I’m very interested in how people use public space and the things that limit people’s access to it, so we organised a day for the public to do a cycle ride. One of my roles was to establish the cycle routes and work out how to make these visible. A plastic water bottle with powdered chalk was gaffer taped to the bicycle with a dragger on the bottom, which left lines of chalk behind as you cycled. The day finished with a lunch at a quarry on the outskirts of the town. It is important for me that my work has an element of getting people to take part, but also that you celebrate the process of making the work.
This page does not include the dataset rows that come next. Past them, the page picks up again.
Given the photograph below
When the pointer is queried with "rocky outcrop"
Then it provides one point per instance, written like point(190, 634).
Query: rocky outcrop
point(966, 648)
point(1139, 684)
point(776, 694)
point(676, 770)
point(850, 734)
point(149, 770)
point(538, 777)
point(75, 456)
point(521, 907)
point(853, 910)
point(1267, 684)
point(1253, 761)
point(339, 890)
The second project is Advice Bar (Expanded for the Times), which was part of my exhibition Right Here Among Them at Fruitmarket Gallery, Edinburgh (2017). It was based on a work that I made in 1995 in New York where I ran a bar at my studio offering drinks in exchange for problems and Advice Bar was then recreated at various other locations.3 More than 20 years later I felt that it was time to do it again but on a larger scale. The people that took part really responded to an unbrokered opportunity to speak one-to-one with someone about a problem that they had. We invited experts to participate in response to themes like immigration, benefits and housing. At a one-off event at the gallery, the bar was staffed by a law clinic and a number of other Edinburgh charities were involved. One of the things that I hadn’t anticipated was that the different organisations met each other, which is something that I feel art galleries and art practice can do – be catalysts for connecting people and establishing new relationships.